Dans un premier bilan, le ministère de l’Intérieur a de son côté souligné que ces intempéries ont causé, depuis le 27 novembre 2014, le décès de 11 personnes. Huit parmi elles ont succombé suite à l’effondrement de leurs maisons en pisé, alors que les trois autres ont été emportées par les crues des oueds. Deux personnes sont toujours portées disparues et demeurent activement recherchées.

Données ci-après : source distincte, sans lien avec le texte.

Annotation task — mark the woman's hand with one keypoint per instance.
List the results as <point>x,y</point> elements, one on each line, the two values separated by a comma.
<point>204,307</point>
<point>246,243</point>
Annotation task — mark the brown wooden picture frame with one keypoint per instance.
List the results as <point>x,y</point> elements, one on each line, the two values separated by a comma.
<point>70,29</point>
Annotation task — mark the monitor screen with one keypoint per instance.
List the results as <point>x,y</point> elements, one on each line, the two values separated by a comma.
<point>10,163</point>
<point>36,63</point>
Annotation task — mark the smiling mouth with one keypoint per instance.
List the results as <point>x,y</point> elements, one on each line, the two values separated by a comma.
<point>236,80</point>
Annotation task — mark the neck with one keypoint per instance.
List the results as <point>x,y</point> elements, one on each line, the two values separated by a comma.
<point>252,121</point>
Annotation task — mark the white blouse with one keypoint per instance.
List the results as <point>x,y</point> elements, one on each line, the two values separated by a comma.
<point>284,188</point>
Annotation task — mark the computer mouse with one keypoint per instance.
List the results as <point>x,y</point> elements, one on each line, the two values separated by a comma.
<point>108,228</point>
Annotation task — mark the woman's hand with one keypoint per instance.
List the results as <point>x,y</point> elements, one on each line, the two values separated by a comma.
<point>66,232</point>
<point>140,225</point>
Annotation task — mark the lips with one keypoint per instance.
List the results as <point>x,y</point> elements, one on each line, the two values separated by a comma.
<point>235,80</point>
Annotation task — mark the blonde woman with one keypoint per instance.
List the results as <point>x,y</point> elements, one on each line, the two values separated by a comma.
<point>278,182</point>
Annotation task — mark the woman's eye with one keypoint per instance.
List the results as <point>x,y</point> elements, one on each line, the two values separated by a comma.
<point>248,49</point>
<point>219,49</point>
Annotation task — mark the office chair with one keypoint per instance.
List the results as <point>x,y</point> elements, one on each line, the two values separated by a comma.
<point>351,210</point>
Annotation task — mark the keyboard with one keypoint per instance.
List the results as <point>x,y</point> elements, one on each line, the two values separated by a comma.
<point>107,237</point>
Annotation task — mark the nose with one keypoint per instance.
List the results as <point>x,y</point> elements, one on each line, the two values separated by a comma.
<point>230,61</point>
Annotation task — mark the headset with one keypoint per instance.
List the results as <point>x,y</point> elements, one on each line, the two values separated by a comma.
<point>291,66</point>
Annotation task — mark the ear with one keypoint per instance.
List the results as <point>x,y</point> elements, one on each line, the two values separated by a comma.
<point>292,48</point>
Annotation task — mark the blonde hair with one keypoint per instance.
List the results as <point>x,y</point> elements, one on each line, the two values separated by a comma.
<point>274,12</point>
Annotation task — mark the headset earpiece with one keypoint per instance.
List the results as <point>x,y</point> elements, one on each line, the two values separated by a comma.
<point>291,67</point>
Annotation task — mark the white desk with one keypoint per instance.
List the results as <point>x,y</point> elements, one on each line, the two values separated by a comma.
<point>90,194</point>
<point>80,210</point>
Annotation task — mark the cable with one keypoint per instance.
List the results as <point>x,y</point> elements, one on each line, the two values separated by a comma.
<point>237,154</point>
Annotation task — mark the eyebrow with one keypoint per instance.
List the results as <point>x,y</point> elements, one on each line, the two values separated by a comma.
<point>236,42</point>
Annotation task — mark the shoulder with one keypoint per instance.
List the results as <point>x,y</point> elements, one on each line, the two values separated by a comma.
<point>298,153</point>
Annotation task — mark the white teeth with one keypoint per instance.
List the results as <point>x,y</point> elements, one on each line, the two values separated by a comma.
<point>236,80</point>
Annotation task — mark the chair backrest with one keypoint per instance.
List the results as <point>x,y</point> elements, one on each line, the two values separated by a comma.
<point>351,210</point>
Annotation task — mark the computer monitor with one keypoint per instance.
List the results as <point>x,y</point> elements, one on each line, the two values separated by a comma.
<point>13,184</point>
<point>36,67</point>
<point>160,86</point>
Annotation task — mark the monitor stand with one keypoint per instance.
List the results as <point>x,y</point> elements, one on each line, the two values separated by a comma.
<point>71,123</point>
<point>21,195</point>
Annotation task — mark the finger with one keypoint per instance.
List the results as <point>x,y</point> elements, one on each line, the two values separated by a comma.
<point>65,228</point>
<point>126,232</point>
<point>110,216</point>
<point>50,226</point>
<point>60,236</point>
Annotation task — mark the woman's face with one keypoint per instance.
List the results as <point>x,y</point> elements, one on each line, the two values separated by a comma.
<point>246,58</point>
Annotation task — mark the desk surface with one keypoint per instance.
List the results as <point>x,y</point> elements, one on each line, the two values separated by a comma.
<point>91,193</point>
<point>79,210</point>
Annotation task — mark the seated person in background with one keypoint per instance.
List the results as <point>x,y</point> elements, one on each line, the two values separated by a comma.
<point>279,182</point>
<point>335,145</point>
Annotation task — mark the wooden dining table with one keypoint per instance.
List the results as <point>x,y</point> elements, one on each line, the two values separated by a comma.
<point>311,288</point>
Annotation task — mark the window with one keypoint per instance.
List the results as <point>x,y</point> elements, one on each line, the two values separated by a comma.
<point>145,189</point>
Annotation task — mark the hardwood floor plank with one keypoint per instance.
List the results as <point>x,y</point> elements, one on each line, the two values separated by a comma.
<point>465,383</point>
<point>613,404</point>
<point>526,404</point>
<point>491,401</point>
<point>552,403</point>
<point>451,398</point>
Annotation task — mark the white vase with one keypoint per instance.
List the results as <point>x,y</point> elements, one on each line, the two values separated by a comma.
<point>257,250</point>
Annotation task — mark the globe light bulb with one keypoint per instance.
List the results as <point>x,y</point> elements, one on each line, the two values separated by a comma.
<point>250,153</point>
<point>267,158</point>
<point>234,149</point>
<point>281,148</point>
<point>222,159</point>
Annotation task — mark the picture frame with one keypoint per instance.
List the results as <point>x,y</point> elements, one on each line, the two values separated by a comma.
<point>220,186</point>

Les barrages font le plein
Les dix barrages du Souss-Massa-Daraâ ont affiché un taux de remplissage de 90,1%, selon l’Agence hydraulique du Souss-Massa-Daraâ. Le volume est de 1.313,79 millions de m3, sur une capacité de 1.458,54 millions de m3, soit 930,91 millions de m3 d’apports en eau depuis le 20 novembre. Les réserves font ressortir un taux de remplissage à 110,5% pour le barrage Dkhila, 105,2% pour Mansour Eddahbi, 103,2% pour Youssef Ben Tachefine, 102,8% pour Aoulouz, 102,2% pour Imi El Kheng, 101,8% pour Ahl Souss, 101,3% pour Moulay Abdellah, 67,1% pour Tiouine et 57,4% pour Abdelmoumen.
Des retombées…
L’export des fruits et légumes est paralysé à cause des fortes précipitations qu’a connues le Souss. Cette région assure 60% de l’export des agrumes et environ 90% des expéditions de fruits et légumes. D’ailleurs, la région participe à hauteur de 70% à l’approvisionnement du marché national en fruits et légumes.
Indemnités
L’arboriculture fruitière peut prétendre à une indemnisation de l’assurance agricole multirisque, à condition que la zone concernée soit déclarée sinistrée. Les cultures de primeurs sont hors champ de couverture et jusqu’à présent le ministère de l’Agriculture n’a pas évalué les dégâts dans ce secteur. D’ailleurs, les cultures de primeurs et autres légumes sont les plus touchées dans le Souss. Selon les professionnels du secteur, entre 10 et 15% d’exploitations sont inondées. D’autres régions, notamment le Gharb et le Haouz, connaissent la même situation, mais avec une intensité beaucoup moindre que dans le Souss.
Guelmim «zone sinistrée»
Guelmim (200 kilomètres au sud d’Agadir) est déclarée «zone sinistrée». Les fortes précipitations qui se sont abattues, le vendredi 28 novembre 2014, sur la région ont causé d’importants dégâts. Les pluies ont endommagé de nombreuses infrastructures et provoqué le débordement des oueds de la région et des environs, entraînant ainsi l’isolement de la région. La situation est catastrophique à tel point que les autorités de la province ont déclaré Guelmim «zone sinistrée». La crue de l’oued Oum Laâchar qui traverse la ville avait emporté la digue devant protéger cette cité, provoquant ainsi d’importants dégâts dans les quartiers sud de la ville et isolant des quartiers comme Hay Rahma, Moulay Youssouf, Gramiz, Amhairich et le quartier industriel. Les eaux ont également coupé la Route Nationale n° 12 et la RN menant respectivement à Sidi Ifni et en direction de Tan Tan.
Pont aérien
Les dégâts matériels sont considérables. Plusieurs milliers d’habitations ont été totalement détruites, des routes coupées, des ponts effondrés et le réseau électrique endommagé. Au moins 250 villages étaient encore «enclavés» ce lundi 1er décembre. Un pont aérien a notamment été mis en place entre Guelmim et Sidi Ifni (sud-ouest) pour porter assistance aux populations encerclées par les eaux en leur apportant couvertures, eau potable et alimentation, mais aussi une assistance médicale. Ainsi, deux femmes ont été transportées pour accoucher et un homme pour sa séance de dialyse.